Arapça "k-r-b" kökü hem kurban sözcüğünü hem de akraba sözcüğünü yapılandırır. Aynı şekilde kurban geleneğine sıkı sıkıya bağlı diğer inanç olan Yahudiliğin kutsal kitabı Tevrat'ta da "yaklaştıran/yakın kılan" anlamında "gorban", bu ibadet pratiğini tanımlamak üzere kullanılmaktadır.
Fakat Tevrat'ta "kurban" karşılığında bir diğer sözcük olarak "minha" da vardır ve bu "vergi" ya da "bağış" demektir.
O halde kurban bir bakıma da "varlık vergisi"dir. Yani yaratıcıya, kendisini yaşattığı, doyurduğu, koruyup kolladığı için insan tarafından verilen karşılık ki Habil-Kabil hikayesinin bir boyutunda da bu (ilk hasat edilen buğday ve ilk doğan koç) vardır.
Buraya kadar kaydettiklerimizi toparlayacak olursak, demek ki kurban doğaüstü güçlere yakınlaşmak, onlarla akraba olup kendini daha bir emin hissetmek için sunulup kesiliyor, bir. O güçlerce sağlanan korunma kollanmanın ("can ve mal güvenliği") bedeli olarak, "vergi" niyetine kesiliyor, iki.
Elbette o güçlerden bir şeyler istemek için ve istekler karşılandığında da şükran için kesiliyor, bu da üç.
Yukarıda da vurguladığımız üzere, "ben sana veriyorum, karşılığında sen de bana ver!"
"Ben sana yakın olmak için canımdan bir parçadan vazgeçmeye hazırım, sen de bana yakın ol!"
Ve de "ben sana bakıyorum, seni besliyorum; sen de bana bak, beni besle!.."
Tabii son bir kategori daha var ve bu da o doğaüstü güçleri "genel af"a ikna etmeyi hedefleyen kurbanlar. Yani kefaret kurbanları.
Bunun Hristiyanlıkta öylesine göz kamaştırıcı bir figürü var ki o yüzden Yahudilikten bir mutasyonla çıkış bulmuş bu "Mesihçi" dinde ibadet amacıyla başka kurban kesmeye de gerek kalmıyor.

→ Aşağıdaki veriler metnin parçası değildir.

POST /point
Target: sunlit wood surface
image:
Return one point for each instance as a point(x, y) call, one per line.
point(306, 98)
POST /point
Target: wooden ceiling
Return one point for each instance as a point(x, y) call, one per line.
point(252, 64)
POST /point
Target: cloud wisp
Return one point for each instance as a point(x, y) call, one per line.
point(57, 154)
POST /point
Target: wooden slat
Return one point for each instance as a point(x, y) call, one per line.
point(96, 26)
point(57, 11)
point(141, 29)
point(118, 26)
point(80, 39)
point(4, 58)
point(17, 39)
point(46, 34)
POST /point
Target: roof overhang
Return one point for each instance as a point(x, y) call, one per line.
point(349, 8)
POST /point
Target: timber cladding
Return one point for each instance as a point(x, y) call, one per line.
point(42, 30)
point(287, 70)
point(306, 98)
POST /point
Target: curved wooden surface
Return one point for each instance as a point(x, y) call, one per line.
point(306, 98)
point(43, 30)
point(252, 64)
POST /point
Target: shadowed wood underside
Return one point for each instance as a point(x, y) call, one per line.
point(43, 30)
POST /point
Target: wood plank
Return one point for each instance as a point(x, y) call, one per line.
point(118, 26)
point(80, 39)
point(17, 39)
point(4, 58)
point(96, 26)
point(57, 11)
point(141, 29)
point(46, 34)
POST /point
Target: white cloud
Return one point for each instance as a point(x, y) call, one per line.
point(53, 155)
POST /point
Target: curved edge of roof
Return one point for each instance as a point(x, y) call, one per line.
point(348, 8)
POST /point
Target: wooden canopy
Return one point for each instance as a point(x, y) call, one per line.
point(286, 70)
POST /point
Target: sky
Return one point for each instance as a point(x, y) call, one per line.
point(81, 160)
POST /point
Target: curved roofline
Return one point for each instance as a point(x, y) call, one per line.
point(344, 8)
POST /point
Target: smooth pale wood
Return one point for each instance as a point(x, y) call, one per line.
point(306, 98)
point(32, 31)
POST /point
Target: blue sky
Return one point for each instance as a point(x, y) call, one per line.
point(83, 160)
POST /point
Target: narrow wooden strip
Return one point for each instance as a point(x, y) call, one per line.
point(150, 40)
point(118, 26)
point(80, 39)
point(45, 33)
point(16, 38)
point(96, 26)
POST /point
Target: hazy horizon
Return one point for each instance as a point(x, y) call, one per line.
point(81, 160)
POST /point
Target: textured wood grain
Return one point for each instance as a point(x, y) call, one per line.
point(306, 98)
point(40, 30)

İsa, insanın Tanrı'ya ilk günahını geri-ödeme olarak kendisini "kurban" kılmış. Hani şu, Havva'nın Şeytan'ın dolduruşuyla Âdem'i de kışkırtarak her ikisinin yasak meyveyi yiyip Tanrı'ya karşı gelmesiyle işlenen günah için...
İsa-Mesih, havarileriyle yediği "Son Yemek"te kendi kanının insanın bu doğuştan gelen günahının bağışlanması için döküldüğünü söyler. Yemekteki ekmek onun bedeninin, şarap da kanının simgesidir. Ve Hristiyan Komünyon (Ekmek-Şarap) ayininin adının Süryanice "Kurbana" olarak karşımıza çıkması da bu bakımdan gayet anlaşılırdır.
Dolayısıyla İsa'nın haç üzerindeki ölümü, onun, insanın Tanrı'ya günah borcunu ödemek için, elbette aynı zamanda Tanrı-Baba'sına kavuşmak için kendini kurban etmesinden başka bir şey değil.
İsa, Hristiyanlıkta ilk ve son kurban olduğu içindir ki kurban kesme bu dinde asli bir ibadet pratiği olarak ortaya çıkmıyor.
Bir kefaret kurbanı daha var, bizde de yaygın olarak kullanılan "günah keçisi" tabiri ile bağlantılı… Önemi de Satanizmdeki Şeytan'a kurban sunma pratiğinin bir bakıma benzerini bize ehli kitap din geleneği içerisinden veriyor olması.
"Günah keçisi" (scapegoat) tabirinin izi sürüldüğünde karşımıza Tevrat'ta zikredilen ve Şeytan'ı önceleyen melek Azazil için kurban edildiği anlatılan keçi çıkar.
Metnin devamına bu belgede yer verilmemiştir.